La emergencia hídrica declarada en la cuenca del río Chubut no es una novedad para los productores de Los Altares, que vienen sufriendo la merma del caudal desde hace tres temporadas consecutivas.
Sebastián González, productor agropecuario de la zona, aseguró que el nivel del río sigue muy por debajo de lo esperado para esta época del año y que la preocupación por la disponibilidad de agua condiciona toda la actividad productiva.
¿Qué dijeron los productores?
González lleva 25 años trabajando en el campo y confesó que nunca antes había visto un período tan prolongado de sequía. "En verano hubo sectores donde el río tenía apenas dos metros de ancho y cinco centímetros de agua", recordó.
Si bien las lluvias del invierno ayudaron a una leve recuperación, el caudal actual sigue siendo escaso: "Hoy tiene entre 40 y 50 centímetros en las partes bajas, pero sigue siendo muy poco para la temporada", explicó en diálogo con Radio Chubut.
El impacto en la producción
El agua del río Chubut es el único recurso para sostener la actividad agrícola y ganadera de la zona.

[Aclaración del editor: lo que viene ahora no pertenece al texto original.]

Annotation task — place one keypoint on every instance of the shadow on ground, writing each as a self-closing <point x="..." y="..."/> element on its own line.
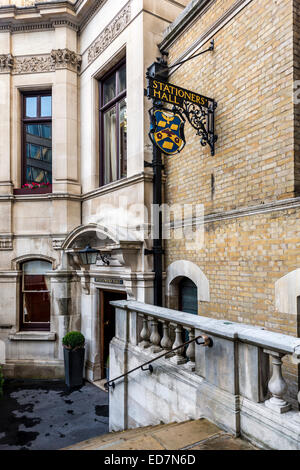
<point x="45" y="415"/>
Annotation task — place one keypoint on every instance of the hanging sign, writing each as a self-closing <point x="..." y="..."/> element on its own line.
<point x="173" y="94"/>
<point x="167" y="131"/>
<point x="167" y="125"/>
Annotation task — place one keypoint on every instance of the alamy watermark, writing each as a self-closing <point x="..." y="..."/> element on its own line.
<point x="128" y="221"/>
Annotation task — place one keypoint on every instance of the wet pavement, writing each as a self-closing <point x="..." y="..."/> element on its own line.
<point x="45" y="415"/>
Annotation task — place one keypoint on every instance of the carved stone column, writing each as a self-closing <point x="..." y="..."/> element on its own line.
<point x="277" y="385"/>
<point x="6" y="187"/>
<point x="155" y="336"/>
<point x="67" y="64"/>
<point x="166" y="342"/>
<point x="178" y="357"/>
<point x="190" y="352"/>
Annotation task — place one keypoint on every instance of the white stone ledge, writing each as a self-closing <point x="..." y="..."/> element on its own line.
<point x="33" y="336"/>
<point x="222" y="328"/>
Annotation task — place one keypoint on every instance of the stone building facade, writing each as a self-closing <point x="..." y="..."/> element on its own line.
<point x="249" y="265"/>
<point x="73" y="130"/>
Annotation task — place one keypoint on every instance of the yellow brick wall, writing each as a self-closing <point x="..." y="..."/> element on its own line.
<point x="250" y="75"/>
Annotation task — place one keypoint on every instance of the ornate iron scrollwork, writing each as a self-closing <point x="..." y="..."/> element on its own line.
<point x="200" y="114"/>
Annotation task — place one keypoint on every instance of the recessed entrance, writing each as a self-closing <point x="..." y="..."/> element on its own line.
<point x="107" y="325"/>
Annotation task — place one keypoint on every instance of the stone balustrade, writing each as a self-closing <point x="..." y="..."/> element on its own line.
<point x="237" y="383"/>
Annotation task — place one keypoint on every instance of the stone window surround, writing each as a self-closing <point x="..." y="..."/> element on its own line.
<point x="287" y="291"/>
<point x="33" y="336"/>
<point x="16" y="333"/>
<point x="183" y="268"/>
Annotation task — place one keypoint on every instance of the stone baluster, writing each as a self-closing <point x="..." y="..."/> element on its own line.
<point x="178" y="357"/>
<point x="145" y="334"/>
<point x="166" y="342"/>
<point x="277" y="385"/>
<point x="155" y="337"/>
<point x="190" y="352"/>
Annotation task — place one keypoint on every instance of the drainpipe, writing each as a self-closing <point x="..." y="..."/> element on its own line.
<point x="157" y="70"/>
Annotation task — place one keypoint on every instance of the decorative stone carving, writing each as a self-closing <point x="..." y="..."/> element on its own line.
<point x="6" y="63"/>
<point x="145" y="334"/>
<point x="64" y="58"/>
<point x="106" y="37"/>
<point x="6" y="243"/>
<point x="33" y="64"/>
<point x="57" y="243"/>
<point x="277" y="385"/>
<point x="155" y="337"/>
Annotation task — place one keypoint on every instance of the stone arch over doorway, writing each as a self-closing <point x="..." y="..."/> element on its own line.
<point x="185" y="269"/>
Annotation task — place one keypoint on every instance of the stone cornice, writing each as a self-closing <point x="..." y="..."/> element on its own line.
<point x="33" y="64"/>
<point x="58" y="59"/>
<point x="64" y="58"/>
<point x="109" y="33"/>
<point x="191" y="14"/>
<point x="6" y="63"/>
<point x="74" y="15"/>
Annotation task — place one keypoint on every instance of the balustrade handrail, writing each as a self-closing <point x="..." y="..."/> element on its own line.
<point x="207" y="342"/>
<point x="250" y="334"/>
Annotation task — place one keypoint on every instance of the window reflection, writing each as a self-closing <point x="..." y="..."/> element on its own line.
<point x="46" y="106"/>
<point x="109" y="89"/>
<point x="35" y="295"/>
<point x="31" y="106"/>
<point x="38" y="143"/>
<point x="114" y="126"/>
<point x="110" y="146"/>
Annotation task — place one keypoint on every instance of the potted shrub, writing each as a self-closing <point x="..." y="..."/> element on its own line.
<point x="73" y="344"/>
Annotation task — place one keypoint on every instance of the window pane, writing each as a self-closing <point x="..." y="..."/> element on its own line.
<point x="36" y="307"/>
<point x="31" y="106"/>
<point x="122" y="79"/>
<point x="34" y="151"/>
<point x="109" y="89"/>
<point x="38" y="149"/>
<point x="45" y="131"/>
<point x="110" y="146"/>
<point x="34" y="282"/>
<point x="46" y="106"/>
<point x="37" y="267"/>
<point x="123" y="139"/>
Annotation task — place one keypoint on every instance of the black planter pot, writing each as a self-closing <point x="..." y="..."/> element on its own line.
<point x="74" y="362"/>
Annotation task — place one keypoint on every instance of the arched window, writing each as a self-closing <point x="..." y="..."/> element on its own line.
<point x="35" y="296"/>
<point x="188" y="296"/>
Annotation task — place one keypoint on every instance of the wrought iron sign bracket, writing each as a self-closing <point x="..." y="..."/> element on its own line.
<point x="198" y="110"/>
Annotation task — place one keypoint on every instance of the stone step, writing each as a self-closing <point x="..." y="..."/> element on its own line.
<point x="199" y="435"/>
<point x="116" y="436"/>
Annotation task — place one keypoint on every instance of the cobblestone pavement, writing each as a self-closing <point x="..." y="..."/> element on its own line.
<point x="45" y="415"/>
<point x="190" y="435"/>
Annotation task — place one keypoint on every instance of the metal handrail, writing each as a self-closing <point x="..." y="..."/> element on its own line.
<point x="207" y="342"/>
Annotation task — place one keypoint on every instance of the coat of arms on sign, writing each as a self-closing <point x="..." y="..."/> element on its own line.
<point x="167" y="131"/>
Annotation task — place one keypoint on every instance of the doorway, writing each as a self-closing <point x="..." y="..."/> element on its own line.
<point x="107" y="325"/>
<point x="188" y="299"/>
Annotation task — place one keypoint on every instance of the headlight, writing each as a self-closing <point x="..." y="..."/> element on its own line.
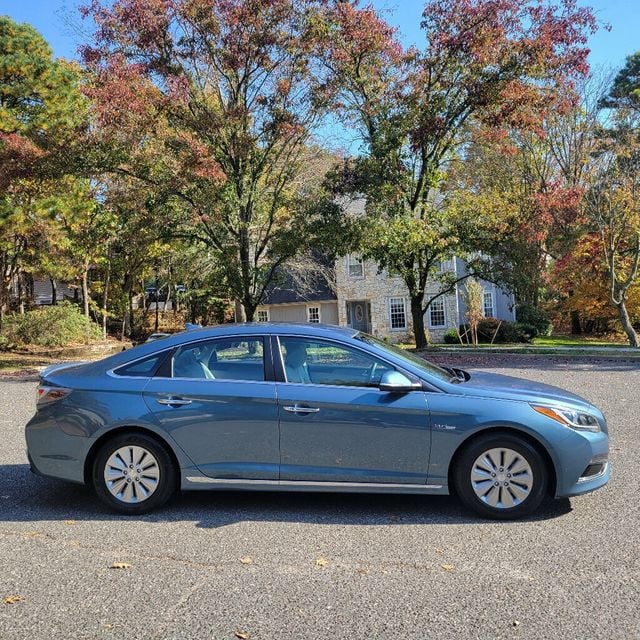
<point x="569" y="417"/>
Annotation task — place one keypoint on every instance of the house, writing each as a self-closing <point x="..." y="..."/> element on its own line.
<point x="39" y="290"/>
<point x="365" y="298"/>
<point x="315" y="301"/>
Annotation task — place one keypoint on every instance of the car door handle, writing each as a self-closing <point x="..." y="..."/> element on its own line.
<point x="173" y="402"/>
<point x="298" y="409"/>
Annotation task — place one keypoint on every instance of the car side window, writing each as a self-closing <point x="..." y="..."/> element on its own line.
<point x="142" y="368"/>
<point x="319" y="362"/>
<point x="221" y="359"/>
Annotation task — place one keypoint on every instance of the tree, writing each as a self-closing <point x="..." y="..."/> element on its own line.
<point x="474" y="300"/>
<point x="613" y="204"/>
<point x="41" y="114"/>
<point x="624" y="92"/>
<point x="213" y="104"/>
<point x="503" y="64"/>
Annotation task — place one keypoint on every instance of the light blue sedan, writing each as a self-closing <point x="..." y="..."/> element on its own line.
<point x="309" y="408"/>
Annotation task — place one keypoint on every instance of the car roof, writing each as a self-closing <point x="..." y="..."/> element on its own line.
<point x="223" y="330"/>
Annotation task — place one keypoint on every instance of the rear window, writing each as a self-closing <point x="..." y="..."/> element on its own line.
<point x="141" y="368"/>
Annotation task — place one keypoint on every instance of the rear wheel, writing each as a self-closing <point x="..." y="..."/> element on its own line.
<point x="501" y="476"/>
<point x="133" y="473"/>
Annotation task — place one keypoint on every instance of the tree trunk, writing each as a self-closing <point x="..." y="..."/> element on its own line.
<point x="576" y="327"/>
<point x="21" y="293"/>
<point x="240" y="312"/>
<point x="3" y="297"/>
<point x="85" y="292"/>
<point x="54" y="290"/>
<point x="249" y="309"/>
<point x="418" y="322"/>
<point x="156" y="323"/>
<point x="626" y="324"/>
<point x="105" y="300"/>
<point x="131" y="318"/>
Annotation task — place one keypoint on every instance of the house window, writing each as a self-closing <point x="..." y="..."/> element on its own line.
<point x="355" y="266"/>
<point x="488" y="304"/>
<point x="436" y="313"/>
<point x="313" y="315"/>
<point x="397" y="313"/>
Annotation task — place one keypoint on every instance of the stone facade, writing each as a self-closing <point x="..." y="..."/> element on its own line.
<point x="385" y="296"/>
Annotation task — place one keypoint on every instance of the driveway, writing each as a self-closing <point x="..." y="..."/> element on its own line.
<point x="275" y="566"/>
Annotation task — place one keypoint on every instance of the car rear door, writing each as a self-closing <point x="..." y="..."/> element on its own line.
<point x="337" y="426"/>
<point x="217" y="400"/>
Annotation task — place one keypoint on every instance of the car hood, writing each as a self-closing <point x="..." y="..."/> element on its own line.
<point x="495" y="385"/>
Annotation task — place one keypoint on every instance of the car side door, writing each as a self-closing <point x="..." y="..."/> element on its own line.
<point x="217" y="399"/>
<point x="336" y="425"/>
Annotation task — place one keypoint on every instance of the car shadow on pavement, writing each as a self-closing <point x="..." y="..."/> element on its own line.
<point x="26" y="497"/>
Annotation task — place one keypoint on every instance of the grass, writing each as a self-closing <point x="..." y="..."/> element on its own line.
<point x="577" y="341"/>
<point x="545" y="342"/>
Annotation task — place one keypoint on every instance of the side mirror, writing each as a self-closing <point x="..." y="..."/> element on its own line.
<point x="396" y="382"/>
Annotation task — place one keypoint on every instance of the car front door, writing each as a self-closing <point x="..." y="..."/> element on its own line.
<point x="217" y="404"/>
<point x="335" y="423"/>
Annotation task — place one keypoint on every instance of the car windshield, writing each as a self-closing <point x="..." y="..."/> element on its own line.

Los productores que riegan con bombas pueden seguir trabajando mientras haya caudal, pero la incertidumbre es permanente.
La falta de agua ya afectó la producción de alfalfa en varios establecimientos durante la última temporada, un golpe directo al bolsillo de los pequeños productores.
¿Qué esperan de la emergencia hídrica?
Los productores todavía esperan conocer las medidas concretas que se implementarán tras la declaración de emergencia. González remarcó que los pequeños productores hacen un uso responsable del agua, ya que el riego con bombas implica altos costos de combustible.
También alertó sobre las derivaciones de agua a través de canales que no retornan al cauce natural del río, lo que agrava la situación aguas abajo. La preservación del recurso es clave para evitar que la crisis se profundice.